The movie, produced by George Clooney and starring Sandra Bullock in the lead role, is a fictionalized remake of the 2005 documentary of the same name that portrayed the 2002 Bolivian election of Gonzalo “Goni” Sanchez de Lozada.
It was conceived as a humorous satire of the cynical campaign tactics used by the Greenberg Carvill Shrum consultants, a U.S. group hired by Sanchez de Lozada in a bid to improve his image after a tense first presidential term.
Washington publicly supported Lozada's candidacy against Evo Morales, who was then portrayed as a cocaine terrorist: three days before the vote, the U.S. ambassador publicly warned Bolivian voters against "those who want Bolivia to again be an exporter of cocaine."
Thanks to a sophisticated campaign, Sanchez de Lozada won the election in a coalition with other parties, including two that were part of the previous dictatorship led by General Hugo Banzer.
His time in office did not last long. On Oct. 17, 2003, he fled the country on a commercial jet, after the “Black October Massacre” in which over 60 people including men, women, and children were indiscriminately mowed down by the military’s bullets – under Sanchez de Lozada’s command.
Bolivian protesters from El Alto were then demanding the nationalization of Bolivia’s natural gas reserves, and rejected the export of the country's reserves to Chile.

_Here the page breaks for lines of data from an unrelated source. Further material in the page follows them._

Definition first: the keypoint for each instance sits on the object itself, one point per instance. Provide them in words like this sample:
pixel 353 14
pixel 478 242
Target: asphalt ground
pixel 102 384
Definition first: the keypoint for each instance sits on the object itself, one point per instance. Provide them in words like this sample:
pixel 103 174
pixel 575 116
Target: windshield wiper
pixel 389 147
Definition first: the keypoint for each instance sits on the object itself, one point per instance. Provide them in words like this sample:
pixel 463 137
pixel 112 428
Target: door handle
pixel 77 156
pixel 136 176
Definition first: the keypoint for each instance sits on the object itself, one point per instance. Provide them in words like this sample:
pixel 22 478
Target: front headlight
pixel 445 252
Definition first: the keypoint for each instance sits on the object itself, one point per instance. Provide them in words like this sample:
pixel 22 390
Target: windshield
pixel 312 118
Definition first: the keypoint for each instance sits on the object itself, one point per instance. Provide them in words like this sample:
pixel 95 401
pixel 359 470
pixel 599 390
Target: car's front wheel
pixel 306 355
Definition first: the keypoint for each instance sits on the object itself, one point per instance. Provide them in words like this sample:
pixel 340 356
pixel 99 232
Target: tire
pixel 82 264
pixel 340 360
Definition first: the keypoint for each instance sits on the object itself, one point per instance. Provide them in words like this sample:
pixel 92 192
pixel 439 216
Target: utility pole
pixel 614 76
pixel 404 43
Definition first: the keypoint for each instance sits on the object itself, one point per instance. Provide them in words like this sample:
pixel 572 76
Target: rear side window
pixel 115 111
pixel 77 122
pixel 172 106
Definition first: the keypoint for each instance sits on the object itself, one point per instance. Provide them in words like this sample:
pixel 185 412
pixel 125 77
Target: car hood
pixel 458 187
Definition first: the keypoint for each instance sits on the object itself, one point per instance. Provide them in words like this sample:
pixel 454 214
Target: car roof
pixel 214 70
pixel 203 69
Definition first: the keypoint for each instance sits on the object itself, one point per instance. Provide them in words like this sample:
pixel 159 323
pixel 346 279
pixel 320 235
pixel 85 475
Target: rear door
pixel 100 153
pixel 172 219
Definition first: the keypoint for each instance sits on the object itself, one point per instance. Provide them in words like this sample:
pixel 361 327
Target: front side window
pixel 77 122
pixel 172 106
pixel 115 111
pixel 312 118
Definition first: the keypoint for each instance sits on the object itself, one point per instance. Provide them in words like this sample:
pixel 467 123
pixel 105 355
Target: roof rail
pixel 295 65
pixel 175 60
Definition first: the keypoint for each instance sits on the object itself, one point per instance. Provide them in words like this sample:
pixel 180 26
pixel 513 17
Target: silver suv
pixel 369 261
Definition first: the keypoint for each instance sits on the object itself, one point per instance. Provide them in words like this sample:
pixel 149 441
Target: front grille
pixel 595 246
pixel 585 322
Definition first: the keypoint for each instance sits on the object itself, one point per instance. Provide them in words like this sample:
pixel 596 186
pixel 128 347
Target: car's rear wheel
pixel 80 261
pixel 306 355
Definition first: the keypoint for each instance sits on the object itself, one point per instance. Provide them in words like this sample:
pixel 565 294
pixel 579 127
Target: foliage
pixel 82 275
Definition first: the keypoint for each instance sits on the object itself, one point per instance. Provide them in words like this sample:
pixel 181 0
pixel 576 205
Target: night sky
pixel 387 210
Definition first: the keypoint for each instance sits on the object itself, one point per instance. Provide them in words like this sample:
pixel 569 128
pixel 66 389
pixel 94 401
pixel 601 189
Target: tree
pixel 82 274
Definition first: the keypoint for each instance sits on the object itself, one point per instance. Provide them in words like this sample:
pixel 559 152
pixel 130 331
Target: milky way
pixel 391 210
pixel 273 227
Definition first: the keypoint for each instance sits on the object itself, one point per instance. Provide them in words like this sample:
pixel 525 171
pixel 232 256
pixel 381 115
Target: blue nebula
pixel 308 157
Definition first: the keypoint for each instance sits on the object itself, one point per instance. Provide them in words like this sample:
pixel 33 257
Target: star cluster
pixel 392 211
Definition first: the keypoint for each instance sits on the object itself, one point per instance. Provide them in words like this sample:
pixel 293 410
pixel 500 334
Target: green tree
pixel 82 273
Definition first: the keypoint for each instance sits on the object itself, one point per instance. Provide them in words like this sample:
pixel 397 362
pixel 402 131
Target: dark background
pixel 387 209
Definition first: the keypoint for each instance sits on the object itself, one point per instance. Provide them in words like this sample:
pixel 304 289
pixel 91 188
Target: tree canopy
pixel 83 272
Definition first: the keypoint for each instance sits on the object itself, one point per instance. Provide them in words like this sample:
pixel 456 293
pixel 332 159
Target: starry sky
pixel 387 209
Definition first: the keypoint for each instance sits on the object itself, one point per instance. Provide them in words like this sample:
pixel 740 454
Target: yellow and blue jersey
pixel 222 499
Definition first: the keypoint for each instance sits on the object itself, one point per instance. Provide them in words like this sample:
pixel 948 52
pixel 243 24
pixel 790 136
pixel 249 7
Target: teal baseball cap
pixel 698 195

When Evo Morales was elected in 2006, one of his first executive decisions was the nationalization of Bolivia’s natural gas reserves.
Sanchez de Lozada currently lives in Chevy Chase, Maryland, a wealthy suburb of Washington, D.C. A Bolivian extradition request filed with the U.S. government insists that he return to Bolivia to face trial for genocide and crimes against humanity.
But up until now, the U.S. government has shown no interest in complying with the extradition request.
For the residents of El Alto, every year on Oct. 17, now nationally declared Bolivia’s “Day of Dignity,” they continue to march until Sanchez de Lozada is brought to Bolivia to face trial and finally close the book of the bloody story of Black October.